Industri Seluler Peringatkan Regulasi Siber yang Tumpang Tindih Tingkatkan Beban Biaya

Bisnis.com, JAKARTA— Asosiasi operator seluler global, GSMA, memperingatkan belanja keamanan siber operator diperkirakan melonjak lebih dari dua kali lipat pada 2030, seiring meningkatnya ancaman digital dan rumitnya regulasi yang harus dipatuhi.

Dalam laporan terbarunya, GSMA menilai aturan yang tidak selaras justru menambah beban biaya tanpa memberikan peningkatan keamanan yang sepadan.

Laporan bertajuk The Impact of Cybersecurity Regulation on Mobile Operators itu menyebut operator di berbagai negara kini menghadapi banyak aturan yang tumpang tindih mulai dari kebijakan lintas sektor hingga kewajiban pelaporan dari beberapa lembaga secara bersamaan. Kondisi tersebut membuat biaya kepatuhan meningkat dan menyita waktu tim keamanan siber, yang seharusnya fokus mengidentifikasi serta menangani risiko.

Head of Policy and Regulation GSMA Michaela Angonius mengatakan laporan ini menegaskan kerangka keamanan siber bekerja paling efektif saat disusun secara harmonis, berbasis risiko, dan dibangun atas kepercayaan.

“Kerja sama erat antara regulator dan operator, dengan prinsip yang sama, dapat menciptakan ekosistem digital yang lebih aman bagi masyarakat,” kata Michaela dikutip dari laman The Register pada Kamis (27/11/2025). 
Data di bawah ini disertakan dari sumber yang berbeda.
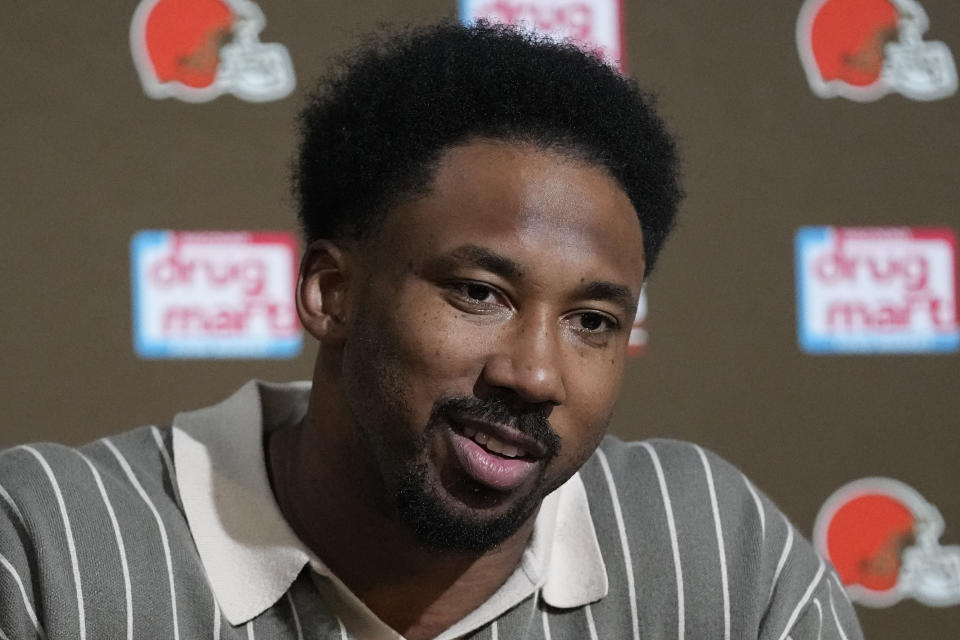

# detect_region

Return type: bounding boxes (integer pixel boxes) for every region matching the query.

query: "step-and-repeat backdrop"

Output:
[2,1,957,636]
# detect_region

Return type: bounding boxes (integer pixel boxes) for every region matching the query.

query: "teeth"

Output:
[495,442,520,458]
[462,428,527,458]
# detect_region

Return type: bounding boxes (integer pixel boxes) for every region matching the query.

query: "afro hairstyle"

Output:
[294,20,682,274]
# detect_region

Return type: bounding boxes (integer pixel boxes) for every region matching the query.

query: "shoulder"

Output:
[0,426,199,636]
[578,436,863,639]
[581,437,776,568]
[0,425,181,551]
[583,436,765,521]
[592,434,750,479]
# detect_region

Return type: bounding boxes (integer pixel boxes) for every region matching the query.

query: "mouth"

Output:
[446,418,546,492]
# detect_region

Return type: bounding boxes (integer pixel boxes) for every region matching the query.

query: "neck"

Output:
[266,364,537,640]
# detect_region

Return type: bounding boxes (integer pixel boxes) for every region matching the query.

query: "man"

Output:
[0,21,861,640]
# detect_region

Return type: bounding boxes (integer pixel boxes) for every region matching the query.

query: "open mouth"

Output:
[447,420,543,491]
[457,424,532,459]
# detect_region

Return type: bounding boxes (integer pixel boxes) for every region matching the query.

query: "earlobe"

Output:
[297,239,350,344]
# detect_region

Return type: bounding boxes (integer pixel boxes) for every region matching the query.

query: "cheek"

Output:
[345,286,488,425]
[390,288,491,382]
[555,355,625,460]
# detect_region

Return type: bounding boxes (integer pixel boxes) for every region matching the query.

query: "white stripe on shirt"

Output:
[77,451,133,640]
[695,445,730,640]
[831,573,853,604]
[595,449,640,640]
[777,559,826,640]
[770,515,795,601]
[246,620,256,639]
[0,483,26,529]
[0,551,45,639]
[525,589,540,630]
[827,577,850,640]
[636,442,685,640]
[490,620,499,640]
[742,474,766,542]
[103,439,180,640]
[541,610,553,640]
[20,446,85,640]
[214,599,222,640]
[812,598,823,640]
[337,616,348,640]
[287,593,303,640]
[585,604,599,640]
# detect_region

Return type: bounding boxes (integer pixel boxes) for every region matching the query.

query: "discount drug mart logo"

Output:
[795,227,958,354]
[131,231,301,358]
[460,0,625,70]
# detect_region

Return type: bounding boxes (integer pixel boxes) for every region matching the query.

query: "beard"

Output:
[391,394,563,554]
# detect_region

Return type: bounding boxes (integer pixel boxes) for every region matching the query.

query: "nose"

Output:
[480,310,567,406]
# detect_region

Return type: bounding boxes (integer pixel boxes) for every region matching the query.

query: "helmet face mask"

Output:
[218,39,296,102]
[883,39,958,100]
[796,0,958,102]
[901,546,960,605]
[814,477,960,608]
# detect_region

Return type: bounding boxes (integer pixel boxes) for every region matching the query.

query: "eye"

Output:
[464,283,495,303]
[446,281,509,313]
[571,311,619,334]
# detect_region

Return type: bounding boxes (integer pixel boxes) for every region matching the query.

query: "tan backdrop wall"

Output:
[2,1,958,637]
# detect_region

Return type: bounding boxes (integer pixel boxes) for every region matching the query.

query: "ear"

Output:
[297,239,351,344]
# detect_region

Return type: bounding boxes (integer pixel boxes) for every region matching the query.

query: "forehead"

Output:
[371,139,645,285]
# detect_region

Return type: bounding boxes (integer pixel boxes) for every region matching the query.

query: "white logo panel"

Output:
[131,231,301,358]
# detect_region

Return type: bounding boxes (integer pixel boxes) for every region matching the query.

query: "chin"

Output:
[392,460,549,553]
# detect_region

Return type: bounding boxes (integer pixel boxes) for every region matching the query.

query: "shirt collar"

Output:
[173,379,607,627]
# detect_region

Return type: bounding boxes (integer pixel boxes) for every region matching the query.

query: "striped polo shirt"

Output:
[0,380,862,639]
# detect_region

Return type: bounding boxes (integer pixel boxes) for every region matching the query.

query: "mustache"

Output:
[431,395,561,457]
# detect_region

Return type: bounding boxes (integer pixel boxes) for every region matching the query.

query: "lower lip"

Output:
[448,429,539,491]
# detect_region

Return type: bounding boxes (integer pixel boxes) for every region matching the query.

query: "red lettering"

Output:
[813,248,930,290]
[913,294,957,330]
[161,301,298,337]
[827,302,871,329]
[825,294,957,332]
[814,250,855,282]
[149,251,196,285]
[900,254,929,291]
[875,304,910,328]
[163,306,249,335]
[266,302,300,333]
[148,249,267,295]
[474,1,594,40]
[162,306,205,333]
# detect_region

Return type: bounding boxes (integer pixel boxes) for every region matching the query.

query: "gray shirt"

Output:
[0,380,862,639]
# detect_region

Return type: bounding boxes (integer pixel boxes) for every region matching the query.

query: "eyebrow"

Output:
[428,244,525,279]
[576,281,638,319]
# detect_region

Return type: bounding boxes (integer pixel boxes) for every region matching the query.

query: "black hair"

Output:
[294,20,682,273]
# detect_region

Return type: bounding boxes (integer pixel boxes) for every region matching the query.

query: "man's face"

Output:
[339,139,645,552]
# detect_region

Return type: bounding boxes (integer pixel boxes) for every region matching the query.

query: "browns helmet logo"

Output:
[130,0,295,103]
[797,0,957,101]
[814,477,960,607]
Ancaman siber sendiri terus meningkat secara global. Dalam lima tahun terakhir, jumlah serangan dilaporkan melonjak sekitar 75%. GSMA memperkirakan operator seluler di seluruh dunia saat ini menghabiskan US$15 miliar hingga US$19 miliar, atau sekitar Rp249,75 triliun hingga Rp316,35 triliun, per tahun untuk aktivitas keamanan siber inti. Pada 2030, angka itu diproyeksikan naik menjadi US$40 miliar hingga US$42 miliar, setara Rp666 triliun hingga Rp699,3 triliun, seiring ancaman yang semakin kompleks.

GSMA menjelaskan biaya yang timbul dari regulasi keamanan siber umumnya berasal dari tiga jenis kewajiban. Pertama, aturan yang sejalan dengan praktik keamanan yang sudah dijalankan operator, sehingga tidak menambah beban berarti. 
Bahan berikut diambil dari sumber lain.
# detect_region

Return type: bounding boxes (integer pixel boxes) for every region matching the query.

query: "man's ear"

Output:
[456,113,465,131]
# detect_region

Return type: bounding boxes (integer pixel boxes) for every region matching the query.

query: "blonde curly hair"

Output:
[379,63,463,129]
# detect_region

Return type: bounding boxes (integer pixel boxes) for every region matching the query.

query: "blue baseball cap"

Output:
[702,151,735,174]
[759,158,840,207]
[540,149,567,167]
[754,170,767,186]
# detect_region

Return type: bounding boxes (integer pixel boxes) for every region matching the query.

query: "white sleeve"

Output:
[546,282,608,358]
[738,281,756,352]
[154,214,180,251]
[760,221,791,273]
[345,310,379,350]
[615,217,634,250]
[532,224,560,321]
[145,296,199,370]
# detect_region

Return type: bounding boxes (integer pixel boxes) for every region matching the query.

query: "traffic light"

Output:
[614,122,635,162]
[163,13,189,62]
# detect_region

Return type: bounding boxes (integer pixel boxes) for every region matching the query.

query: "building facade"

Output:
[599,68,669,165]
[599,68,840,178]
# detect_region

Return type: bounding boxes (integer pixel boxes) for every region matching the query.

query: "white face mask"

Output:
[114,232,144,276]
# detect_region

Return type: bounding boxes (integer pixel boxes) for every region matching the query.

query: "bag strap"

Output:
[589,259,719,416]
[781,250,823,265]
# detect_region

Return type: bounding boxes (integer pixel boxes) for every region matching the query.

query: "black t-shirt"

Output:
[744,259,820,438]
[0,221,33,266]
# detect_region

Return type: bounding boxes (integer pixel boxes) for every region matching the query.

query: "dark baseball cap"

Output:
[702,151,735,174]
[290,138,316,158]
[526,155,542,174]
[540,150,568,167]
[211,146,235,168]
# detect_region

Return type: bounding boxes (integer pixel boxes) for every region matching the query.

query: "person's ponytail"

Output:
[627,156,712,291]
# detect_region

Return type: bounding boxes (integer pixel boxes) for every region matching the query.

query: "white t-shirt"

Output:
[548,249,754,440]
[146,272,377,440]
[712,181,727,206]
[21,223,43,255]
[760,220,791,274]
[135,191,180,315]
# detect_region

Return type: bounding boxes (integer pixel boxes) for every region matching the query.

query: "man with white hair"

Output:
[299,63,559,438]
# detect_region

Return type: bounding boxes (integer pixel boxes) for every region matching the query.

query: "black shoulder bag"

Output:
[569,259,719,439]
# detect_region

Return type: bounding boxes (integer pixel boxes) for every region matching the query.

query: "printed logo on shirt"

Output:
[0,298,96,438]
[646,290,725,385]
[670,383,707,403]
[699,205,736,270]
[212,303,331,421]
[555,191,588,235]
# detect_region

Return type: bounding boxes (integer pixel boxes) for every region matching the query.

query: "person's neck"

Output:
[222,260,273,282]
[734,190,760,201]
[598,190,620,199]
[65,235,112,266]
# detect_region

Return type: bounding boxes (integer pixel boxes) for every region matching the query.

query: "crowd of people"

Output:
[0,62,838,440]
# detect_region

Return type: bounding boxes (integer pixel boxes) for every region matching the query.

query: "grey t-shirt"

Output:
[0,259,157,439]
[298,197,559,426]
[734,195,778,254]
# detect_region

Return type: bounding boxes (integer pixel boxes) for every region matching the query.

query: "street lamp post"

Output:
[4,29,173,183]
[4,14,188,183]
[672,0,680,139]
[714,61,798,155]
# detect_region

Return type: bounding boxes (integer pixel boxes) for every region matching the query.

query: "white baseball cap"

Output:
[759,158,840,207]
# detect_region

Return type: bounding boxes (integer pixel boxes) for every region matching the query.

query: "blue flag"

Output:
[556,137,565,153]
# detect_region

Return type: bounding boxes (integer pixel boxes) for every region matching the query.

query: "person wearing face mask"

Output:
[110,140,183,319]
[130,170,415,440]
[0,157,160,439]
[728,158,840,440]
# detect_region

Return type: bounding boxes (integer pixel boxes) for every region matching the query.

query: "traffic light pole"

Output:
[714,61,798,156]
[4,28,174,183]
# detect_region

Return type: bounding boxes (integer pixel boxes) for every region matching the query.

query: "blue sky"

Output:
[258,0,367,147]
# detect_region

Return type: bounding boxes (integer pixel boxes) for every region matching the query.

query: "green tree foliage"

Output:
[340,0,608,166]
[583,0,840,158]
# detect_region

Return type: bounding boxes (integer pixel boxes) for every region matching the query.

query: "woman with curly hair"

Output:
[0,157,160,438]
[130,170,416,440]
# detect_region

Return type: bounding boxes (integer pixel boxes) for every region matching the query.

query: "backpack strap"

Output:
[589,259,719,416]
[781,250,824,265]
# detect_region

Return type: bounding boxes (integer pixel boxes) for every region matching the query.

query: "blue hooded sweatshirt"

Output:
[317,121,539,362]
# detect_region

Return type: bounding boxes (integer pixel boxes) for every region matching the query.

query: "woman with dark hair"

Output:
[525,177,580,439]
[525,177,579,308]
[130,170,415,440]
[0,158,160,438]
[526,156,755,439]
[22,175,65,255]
Kedua, aturan yang mengharuskan operator menerapkan proses tambahan atau teknologi tertentu, meski tidak selalu menghasilkan peningkatan kualitas keamanan. Ketiga, kewajiban administratif untuk membuktikan kepatuhan, yang menurut beberapa operator dapat menyita hingga setengah waktu tim keamanan siber.

Untuk mengurangi beban tersebut, GSMA mendorong pemerintah dan regulator menyelaraskan kebijakan dengan standar internasional seperti ISO 27001 dan NIST Cybersecurity Framework, serta memastikan konsistensi antaraturan baru. 

Penegakan regulasi juga disarankan mengutamakan pendekatan kolaboratif, bukan semata-mata sanksi setelah terjadi insiden. GSMA menilai insentif terhadap investasi pencegahan jangka panjang akan lebih efektif dalam memperkuat perlindungan jaringan. Menurut GSMA, rekomendasi ini tidak memerlukan investasi besar, melainkan perubahan pendekatan menuju kolaborasi dan tanggung jawab bersama.